There is also the matter of visibility of articles: what amount of the article is glance-able? The header? The header plus introduction? Print does not have this luxury: it has to display all or use paging (or fold) to "link" to more information. Web has the technology to display limited information in-place by using scrolling and viewports. In my opinion (and I am probably wrong) magazine and news print read comfy because I can scan every article and start reading it without having to click and if the article continues I can turn the pages. I can also "easily" remember where articles are if I care to return to them. There is still ground to explore here.

But the web is not the web as well here: we are now reading on our mobile devices more and more and we have to think about context: what does the device imply purpose-wise? Do we still want to provide introductions on the smaller screen? And on a tablet? Well, hello responsive design, nice of you to join us.

Legacy

People get use to stuff and people find out stuff. Often people find out that earlier people found out the wrong stuff. We call this entire thing legacy. And your job is to deal with it.

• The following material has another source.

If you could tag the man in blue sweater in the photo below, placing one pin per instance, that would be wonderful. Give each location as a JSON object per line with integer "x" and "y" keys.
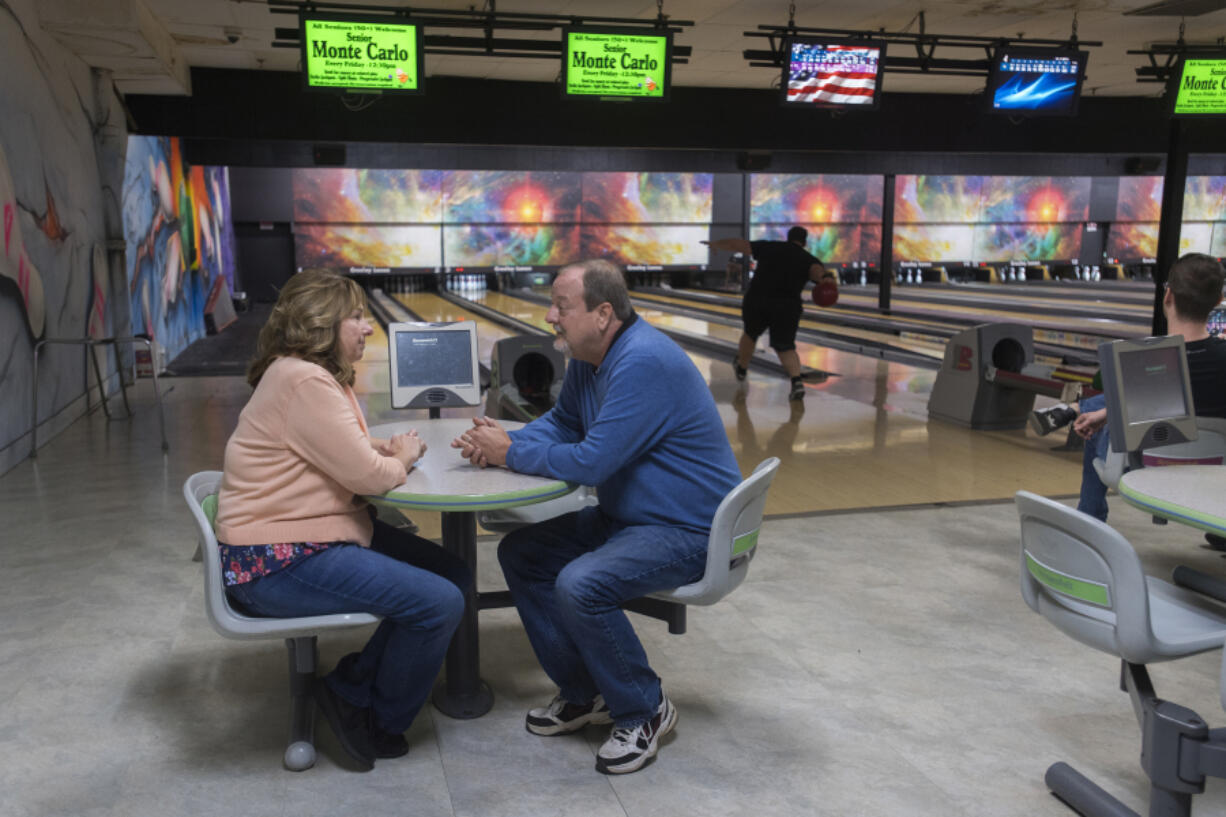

Print's legacy mainly lies in typography and static layout, things to make stuff look good and read well. There is not that much interactivity there so usability is limited (but it is still there!). The web nowadays gives you a blank canvas, sorta.

Now we have to realise people have gotten used to the web until now as well, which means: sometimes you just have to accept things are weird. Vertical scrolling is preferred to horizontal scrolling, no matter how fancy the latter can look.

There is still room for re-education to break legacy, similar to how touch-based interfaces are making us rethink our previous choices in interaction. If you are in the business of conversion however, forget that last line.

Finally, accessibility: web is making a LOT of content easy to reach for everybody, but often styling is messing it up and a lot of people do not know (myself included) how to fully handle it. Therefore I always try to keep my pure HTML structured and logical, similar to my point about tables: if your site follows the intention of the HTML-tag, it should be a sound starting point, should it not?